Güncelleme Tarihi:
Dr. Özcengiz, Uzun yıllar Refik Saydam Hıfzıssıhha Merkezinde Aşı Serum Üretim Araştırma Müdürlüğü görevinde bulundu. Özcengiz, 1980-2000 yılları arasında difteri, boğmaca, tetanos, kuduz, tifo gibi aşıların üretimi ve sorumluluğunu üstlendi. 1990’lı yıllarda insan aşılarının geliştirilmesi için çaba harcayan Özcengiz, insan aşılarının Türkiye’de yeni tip aşılar olarak üretilmesi için projeler geliştirdi. Özcengiz, Türkiye’de ilk kez ’adsorbe tetanos’ aşısını geliştiren ekibin içinde de yer aldı. Özcengiz, şimdi Ankara’da özel bir firmada Covid-19’a karşı yerli aşının geliştirilmesi çalışmalarında göre alıyor.
’COVİD AŞISINDA HAYVAN DENEYLERİNE GEÇECEĞİZ’
Dr. Özcengiz, Covid-19 aşısı için çalışmalara Ağustos ayı itibarıyla başladıklarını belirterek, "Sorumluluğumuz gereği değişik patojenlerde yaptığımız rekombinant aşı çalışmalarını Covid aşısı için yapma kararı aldık. Şu anda o çalışmalar iyi gidiyor. Önümüzdeki günlerde hayvan deneylerine geçeceğiz. Bu bir rekombinant aşı olacak. Rekombinant aşıların güçlü ve daha etkin olma olasılıkları fazladır. Bunu başarırsak eğer büyük üretime de en kısa zamanda geçip klinik çalışmalara başlamayı planlıyoruz. İlk hayvan deney sonuçlarının yaklaşık 2-3 ay içerisinde çıkmasını bekliyoruz. Olumlu sonucu aldığımız andan itibaren biz zaten bunu gerekli yerlere iletip üretim aşamasına getirmeye çalışacağız" dedi.

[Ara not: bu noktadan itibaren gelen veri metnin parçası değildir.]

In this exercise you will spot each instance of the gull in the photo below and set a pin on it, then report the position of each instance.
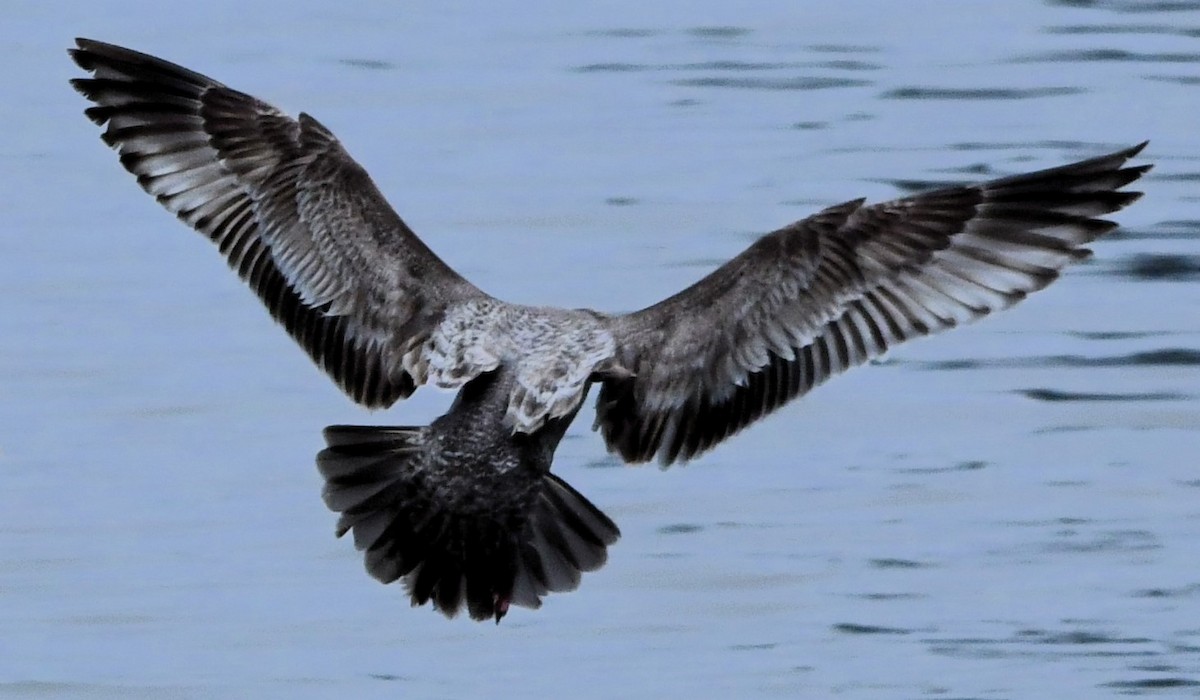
(466, 510)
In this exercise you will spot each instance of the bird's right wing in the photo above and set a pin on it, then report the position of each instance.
(838, 288)
(294, 215)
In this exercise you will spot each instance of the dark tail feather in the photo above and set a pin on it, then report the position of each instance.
(412, 522)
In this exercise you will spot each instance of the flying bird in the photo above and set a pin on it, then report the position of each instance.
(466, 510)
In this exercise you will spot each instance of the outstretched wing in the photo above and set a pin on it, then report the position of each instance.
(841, 287)
(291, 210)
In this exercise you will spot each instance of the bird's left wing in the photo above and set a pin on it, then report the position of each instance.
(293, 214)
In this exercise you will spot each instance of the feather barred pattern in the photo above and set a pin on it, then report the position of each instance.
(297, 219)
(465, 512)
(835, 289)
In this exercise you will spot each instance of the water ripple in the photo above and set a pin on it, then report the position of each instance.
(921, 93)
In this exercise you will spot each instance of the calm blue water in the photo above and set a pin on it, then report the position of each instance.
(1011, 510)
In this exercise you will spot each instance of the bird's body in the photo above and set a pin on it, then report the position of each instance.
(465, 510)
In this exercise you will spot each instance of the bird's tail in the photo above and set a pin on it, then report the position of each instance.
(459, 537)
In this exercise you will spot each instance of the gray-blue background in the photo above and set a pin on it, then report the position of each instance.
(1008, 510)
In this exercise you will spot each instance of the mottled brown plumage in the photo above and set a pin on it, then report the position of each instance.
(465, 510)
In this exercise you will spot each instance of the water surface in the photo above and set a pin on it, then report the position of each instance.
(1003, 512)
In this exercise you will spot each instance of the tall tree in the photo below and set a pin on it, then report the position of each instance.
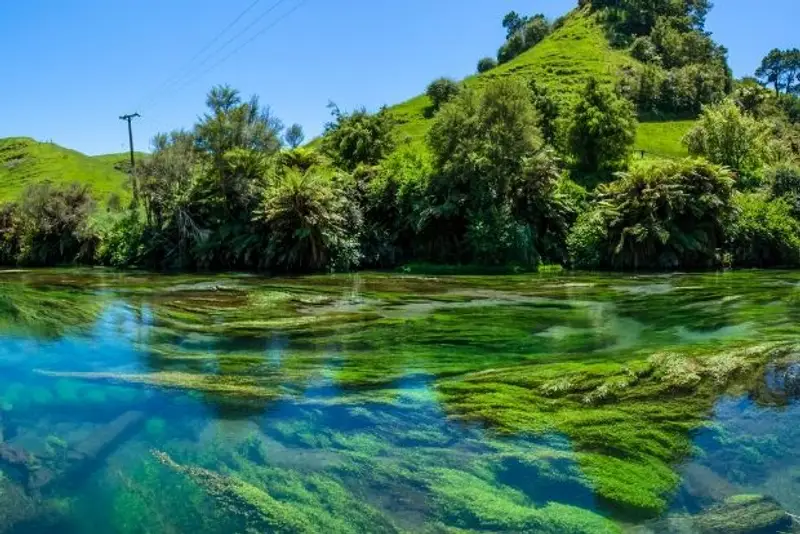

’TÜRKİYE DÜNYADA İLK AŞI ÜRETEN ÜLKE’
Türkiye’nin dünyada ilk aşı üreten ülke olduğunu vurgulayan Dr. Özcengiz, "Biz o aşı üreten jenerasyonların son halkasıyız. Türkiye bizim koyduğumuz projelerle çok daha iyi noktalarda olabilecek bir konumdaydı. Yine de olabilir. Çünkü buna know-howımız var, yaptığımız çalışmalarınız var. Hiç durmadan devam ettiğimiz araştırmalarımız var. Ar-Ge çalışmalarımız var. Umarım ki bu Covid pandemisi bu yönüyle bizim ülkemiz için farklı bir takım pencerelerin açılmasına olanak sağlar diye düşünüyorum. Tesisleşmenin gerçekleşmesi lazım. Bu konuda Sağlık Bakanlığının son yıllarda işbirliği çabaları var. Özkaynak ve know-howla Sağlık Bakanlığı’nın işbirliğinin gelişmesi halinde bunlar çok hızlı bir şekilde olabilir" diye konuştu.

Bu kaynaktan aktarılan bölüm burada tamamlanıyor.